58年〜61年にかけても石元はシカゴに長期滞在し、多くの写真を残している。当時のシカゴは100年に一度と言われた大規模な再開発を終えたあとで、都市の変貌やそこに暮らす人々の息づかいが、より洗練された視点で写し出されている。
石元は1953年に初来日して以来、東京の街もシカゴと同様に撮り続けた。都市に対する鋭い造形意識により切り取られた東京は、いまなお新鮮なイメージを提示し続けており、同展では高度経済成長期、大学紛争、バブル経済など、東京が経験してきた時代の変転を、石元の視点によりたどることができる。

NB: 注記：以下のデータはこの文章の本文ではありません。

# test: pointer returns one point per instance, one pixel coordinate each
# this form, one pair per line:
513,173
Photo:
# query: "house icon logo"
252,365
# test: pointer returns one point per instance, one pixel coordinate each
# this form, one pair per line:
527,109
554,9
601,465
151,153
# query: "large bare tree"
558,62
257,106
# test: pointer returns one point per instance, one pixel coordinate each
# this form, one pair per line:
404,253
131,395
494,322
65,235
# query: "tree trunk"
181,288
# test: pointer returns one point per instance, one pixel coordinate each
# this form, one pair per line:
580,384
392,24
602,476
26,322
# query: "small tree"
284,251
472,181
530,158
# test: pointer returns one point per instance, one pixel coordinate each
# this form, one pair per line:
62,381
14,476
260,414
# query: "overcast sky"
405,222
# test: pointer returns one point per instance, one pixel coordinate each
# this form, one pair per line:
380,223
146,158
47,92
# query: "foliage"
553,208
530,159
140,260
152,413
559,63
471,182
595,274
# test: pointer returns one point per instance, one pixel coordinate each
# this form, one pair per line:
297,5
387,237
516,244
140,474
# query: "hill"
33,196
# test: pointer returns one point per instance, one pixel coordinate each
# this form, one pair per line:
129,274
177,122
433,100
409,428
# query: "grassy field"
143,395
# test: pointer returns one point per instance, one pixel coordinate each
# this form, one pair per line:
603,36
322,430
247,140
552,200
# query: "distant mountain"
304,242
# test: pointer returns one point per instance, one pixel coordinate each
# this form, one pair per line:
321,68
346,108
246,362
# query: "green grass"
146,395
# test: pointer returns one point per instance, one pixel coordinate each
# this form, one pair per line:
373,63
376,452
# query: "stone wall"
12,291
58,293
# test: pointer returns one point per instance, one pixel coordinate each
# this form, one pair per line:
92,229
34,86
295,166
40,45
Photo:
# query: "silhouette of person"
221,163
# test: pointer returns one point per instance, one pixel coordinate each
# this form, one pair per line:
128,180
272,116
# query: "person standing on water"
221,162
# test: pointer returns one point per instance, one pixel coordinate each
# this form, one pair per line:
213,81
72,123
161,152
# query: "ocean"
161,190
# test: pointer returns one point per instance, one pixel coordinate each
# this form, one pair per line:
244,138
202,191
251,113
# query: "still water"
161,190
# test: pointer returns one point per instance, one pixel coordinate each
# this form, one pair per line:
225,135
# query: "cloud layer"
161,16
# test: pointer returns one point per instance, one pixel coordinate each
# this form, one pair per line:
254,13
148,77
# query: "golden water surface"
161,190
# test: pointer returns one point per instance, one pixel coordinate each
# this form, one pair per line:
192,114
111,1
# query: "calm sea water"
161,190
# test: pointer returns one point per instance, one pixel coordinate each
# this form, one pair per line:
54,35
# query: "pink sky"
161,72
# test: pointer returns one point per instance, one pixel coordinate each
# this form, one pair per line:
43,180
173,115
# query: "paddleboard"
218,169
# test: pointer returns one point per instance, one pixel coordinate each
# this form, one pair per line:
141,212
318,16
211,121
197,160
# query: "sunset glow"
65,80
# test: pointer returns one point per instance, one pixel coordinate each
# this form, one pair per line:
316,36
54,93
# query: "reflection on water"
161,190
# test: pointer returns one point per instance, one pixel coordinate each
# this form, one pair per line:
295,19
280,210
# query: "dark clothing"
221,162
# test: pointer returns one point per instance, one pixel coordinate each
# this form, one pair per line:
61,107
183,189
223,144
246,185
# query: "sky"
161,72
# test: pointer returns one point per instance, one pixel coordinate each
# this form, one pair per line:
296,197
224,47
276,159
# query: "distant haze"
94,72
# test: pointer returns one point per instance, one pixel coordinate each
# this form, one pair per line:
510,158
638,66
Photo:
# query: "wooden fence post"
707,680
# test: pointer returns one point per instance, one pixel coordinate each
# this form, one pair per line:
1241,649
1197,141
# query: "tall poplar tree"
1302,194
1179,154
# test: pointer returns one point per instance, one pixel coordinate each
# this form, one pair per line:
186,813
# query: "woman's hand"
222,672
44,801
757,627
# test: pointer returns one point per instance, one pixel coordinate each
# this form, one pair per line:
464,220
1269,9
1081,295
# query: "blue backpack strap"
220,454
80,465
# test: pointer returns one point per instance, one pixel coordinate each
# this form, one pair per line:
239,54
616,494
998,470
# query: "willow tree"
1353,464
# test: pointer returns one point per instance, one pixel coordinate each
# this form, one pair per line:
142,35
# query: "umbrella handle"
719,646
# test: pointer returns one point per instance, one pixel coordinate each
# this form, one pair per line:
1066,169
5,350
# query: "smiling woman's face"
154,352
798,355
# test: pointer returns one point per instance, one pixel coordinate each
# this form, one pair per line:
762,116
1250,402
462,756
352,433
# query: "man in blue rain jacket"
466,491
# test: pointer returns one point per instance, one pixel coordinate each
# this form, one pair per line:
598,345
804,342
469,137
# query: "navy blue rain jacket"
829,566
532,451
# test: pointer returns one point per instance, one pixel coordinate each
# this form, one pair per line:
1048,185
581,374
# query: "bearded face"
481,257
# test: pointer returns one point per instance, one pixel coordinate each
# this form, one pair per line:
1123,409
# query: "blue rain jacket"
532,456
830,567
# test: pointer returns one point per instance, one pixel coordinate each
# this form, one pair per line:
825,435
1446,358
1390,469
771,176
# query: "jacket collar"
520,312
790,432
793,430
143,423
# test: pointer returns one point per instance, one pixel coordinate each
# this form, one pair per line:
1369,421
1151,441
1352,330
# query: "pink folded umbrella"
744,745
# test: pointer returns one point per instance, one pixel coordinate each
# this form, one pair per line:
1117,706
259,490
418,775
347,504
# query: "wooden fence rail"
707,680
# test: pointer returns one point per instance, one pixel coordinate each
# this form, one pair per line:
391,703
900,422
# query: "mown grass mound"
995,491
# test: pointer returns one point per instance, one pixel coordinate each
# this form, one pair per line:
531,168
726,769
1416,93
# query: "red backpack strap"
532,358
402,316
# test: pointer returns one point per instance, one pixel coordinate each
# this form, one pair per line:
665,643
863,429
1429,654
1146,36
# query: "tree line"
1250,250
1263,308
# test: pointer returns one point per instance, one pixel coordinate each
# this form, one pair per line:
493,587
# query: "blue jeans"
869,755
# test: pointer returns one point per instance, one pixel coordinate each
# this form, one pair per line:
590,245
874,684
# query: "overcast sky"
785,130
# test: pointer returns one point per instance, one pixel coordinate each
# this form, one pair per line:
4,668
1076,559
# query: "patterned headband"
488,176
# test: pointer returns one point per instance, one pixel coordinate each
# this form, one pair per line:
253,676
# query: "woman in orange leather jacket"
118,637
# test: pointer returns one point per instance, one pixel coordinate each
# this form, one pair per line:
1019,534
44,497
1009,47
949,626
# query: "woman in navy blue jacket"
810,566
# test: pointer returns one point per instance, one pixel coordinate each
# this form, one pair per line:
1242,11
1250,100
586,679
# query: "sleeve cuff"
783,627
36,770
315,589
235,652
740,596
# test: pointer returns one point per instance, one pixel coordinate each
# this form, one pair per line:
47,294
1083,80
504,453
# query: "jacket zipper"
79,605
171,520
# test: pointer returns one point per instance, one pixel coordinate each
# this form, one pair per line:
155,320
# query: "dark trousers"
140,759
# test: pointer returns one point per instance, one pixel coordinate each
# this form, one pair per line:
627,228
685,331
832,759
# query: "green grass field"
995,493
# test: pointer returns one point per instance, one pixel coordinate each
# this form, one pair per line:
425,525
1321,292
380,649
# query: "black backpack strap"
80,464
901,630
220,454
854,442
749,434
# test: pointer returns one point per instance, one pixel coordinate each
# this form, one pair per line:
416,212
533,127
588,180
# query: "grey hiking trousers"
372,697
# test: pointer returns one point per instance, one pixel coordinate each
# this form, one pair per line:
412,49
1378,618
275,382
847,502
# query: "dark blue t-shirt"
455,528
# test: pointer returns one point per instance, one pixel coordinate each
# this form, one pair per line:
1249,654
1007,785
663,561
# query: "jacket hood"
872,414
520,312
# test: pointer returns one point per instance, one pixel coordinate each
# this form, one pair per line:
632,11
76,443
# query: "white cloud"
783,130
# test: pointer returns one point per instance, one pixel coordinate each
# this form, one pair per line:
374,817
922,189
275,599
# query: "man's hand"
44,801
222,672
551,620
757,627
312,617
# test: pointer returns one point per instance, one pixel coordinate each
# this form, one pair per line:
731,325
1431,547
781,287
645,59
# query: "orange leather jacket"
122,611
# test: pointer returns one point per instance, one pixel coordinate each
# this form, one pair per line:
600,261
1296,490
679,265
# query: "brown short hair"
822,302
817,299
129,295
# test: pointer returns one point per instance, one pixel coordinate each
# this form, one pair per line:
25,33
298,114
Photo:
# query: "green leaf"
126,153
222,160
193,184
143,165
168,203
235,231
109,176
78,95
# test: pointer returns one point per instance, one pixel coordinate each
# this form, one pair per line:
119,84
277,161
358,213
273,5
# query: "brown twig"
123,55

石元のキャリアにおいては、建築写真も大きな位置を占めることになる。石元の評価を不動のものにしたといえる「桂離宮」のシリーズや、丹下健三、磯崎新、黒川紀章といった建築家との交流から生まれた建築写真の数々は、モダニストとしての石元の表現の白眉とも言えるだろう。
石元の興味は、地方の暮らしや民俗芸能などにも及ぶ。地方の暮らしやそこに息づく民俗芸能を取材した作品からは、近代を日本の周縁からとらえようとする試みが見て取れる。さらに石元は、イスラム寺院の空間と文様や、京都・東寺の《伝真言院曼荼羅》、伊勢神宮にも題材を得るようになり、宗教的・伝統的な空間にもそのまなざしが注がれるようになる。
なかでも、今回の展示でとくに注目したいのは、大阪の国立国際美術館が所蔵している、東寺の曼荼羅を写した大型プリント作品118点の一挙公開だ。同館の天井高のあるスペースを活かすかたちで展示されたカラー作品は、仔細な曼荼羅のディティールのみならず、石元が造形としていかに曼荼羅をとらえていたのかを知る手がかりとなるだろう。
展示の終盤で提示される「食物誌/包まれた食物」シリーズは、石元が見つめ続けた近代に対する目線の鋭さを改めて確認することができる。ラップをされてスーパーにならんだ食材をとらえた同シリーズは、現代美術のアプローチにも通じる、近代がかたちづくった消費社会への批判的なまなざしを強くうかがえる。
モダニズムに立脚しながら、カメラのレンズを通してその視線を研ぎ澄ましていった石元。多様な素材を扱いながらも、一貫して持ち続けた確かなまなざしに触れることができる展覧会だ。